1- GradBridge loans are second-look private student loans and are not affiliated with the federal student loan program. As such, they do not offer the same repayment benefits that may be available with federal loans. GradBridge loans are for students currently enrolled at a participating school. The minimum loan amount is $5,000. All loans will be certified by the school. GradBridge Student Loans are originated by Hatch Bank, a California-chartered industrial bank.

2- The APR for the lowest advertised rate assumes a $10,000 loan, with a 15- year term and 30 months in school, with no payment while in school, a 5% originations fee and a .25% ACH discount applied. The APR for the highest interest rate assumes a $10,000 loan, with a 5- year term and 30 months in school with an Interest Only payments while in school, a 5% originations fee and a .25% ACH discount applied.

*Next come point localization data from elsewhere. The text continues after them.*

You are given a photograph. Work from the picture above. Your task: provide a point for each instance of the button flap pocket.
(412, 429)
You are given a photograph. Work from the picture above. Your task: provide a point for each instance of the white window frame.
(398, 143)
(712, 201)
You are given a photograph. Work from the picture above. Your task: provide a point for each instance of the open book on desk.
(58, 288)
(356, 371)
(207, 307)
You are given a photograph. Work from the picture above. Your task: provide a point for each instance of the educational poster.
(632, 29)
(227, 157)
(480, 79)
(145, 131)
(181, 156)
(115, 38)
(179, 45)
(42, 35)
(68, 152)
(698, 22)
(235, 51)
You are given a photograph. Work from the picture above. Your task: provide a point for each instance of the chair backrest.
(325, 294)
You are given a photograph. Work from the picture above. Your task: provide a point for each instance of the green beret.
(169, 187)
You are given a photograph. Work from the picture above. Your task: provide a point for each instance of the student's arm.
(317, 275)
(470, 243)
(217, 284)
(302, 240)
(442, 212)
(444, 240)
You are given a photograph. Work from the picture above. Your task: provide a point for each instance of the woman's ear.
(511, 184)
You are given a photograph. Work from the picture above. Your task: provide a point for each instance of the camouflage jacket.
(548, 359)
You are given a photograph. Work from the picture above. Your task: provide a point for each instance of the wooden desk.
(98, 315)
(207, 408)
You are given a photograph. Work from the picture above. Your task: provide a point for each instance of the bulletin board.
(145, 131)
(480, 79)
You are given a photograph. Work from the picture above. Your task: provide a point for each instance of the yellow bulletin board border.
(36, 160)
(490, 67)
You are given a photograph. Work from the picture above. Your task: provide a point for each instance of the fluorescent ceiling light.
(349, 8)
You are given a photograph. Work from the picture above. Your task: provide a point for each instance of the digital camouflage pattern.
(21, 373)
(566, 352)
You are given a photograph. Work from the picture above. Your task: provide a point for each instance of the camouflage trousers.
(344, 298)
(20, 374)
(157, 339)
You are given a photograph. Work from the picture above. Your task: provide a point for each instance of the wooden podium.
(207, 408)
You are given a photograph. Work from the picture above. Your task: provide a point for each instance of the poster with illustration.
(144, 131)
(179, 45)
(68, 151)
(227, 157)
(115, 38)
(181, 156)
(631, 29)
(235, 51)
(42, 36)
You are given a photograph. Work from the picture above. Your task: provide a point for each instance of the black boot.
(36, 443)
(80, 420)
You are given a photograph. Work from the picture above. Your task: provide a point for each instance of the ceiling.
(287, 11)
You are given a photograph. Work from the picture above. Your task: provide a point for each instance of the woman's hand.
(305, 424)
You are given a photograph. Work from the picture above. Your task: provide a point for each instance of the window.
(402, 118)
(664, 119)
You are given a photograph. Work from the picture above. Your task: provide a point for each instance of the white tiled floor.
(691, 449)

3- Variable rates may increase or decrease over time based on the 30-day Average Secured Overnight Finance Rate (SOFR as of 2/25/2026) index rounded to the nearest eighth of a percent. Fixed rates will remain constant and will not change over time. Actual rates and repayment terms may vary based on creditworthiness and other factors. The GradBridge 0.25% autopay interest rate reduction requires you to agree to make monthly principal and interest payments by an automatic monthly deduction from a savings or checking account. Autopay is not required to receive a loan from GradBridge.

4- Repayment Options: While in school, applicants may choose one of the following repayment options (i) Interest-Only: Pay only the interest each month to reduce total loan cost; (ii) $25 Fixed Payments: Pay $25 per month to help lower accrued interest; or (iii) No Payment: Make no payments while in school, interest accrues and is added to the loan balance. Each choice impacts the total loan cost. (iv) For the $25 repayment example, assume a $10,000 loan with an APR of 20.36%, a 5% originations fee, and a .25% ACH discount applied and 10-year term. The loan will have 30 months of in school payments of $25, followed by 120 months of principal and interest payments of $305.15 per month. Example as of 2/1/2026.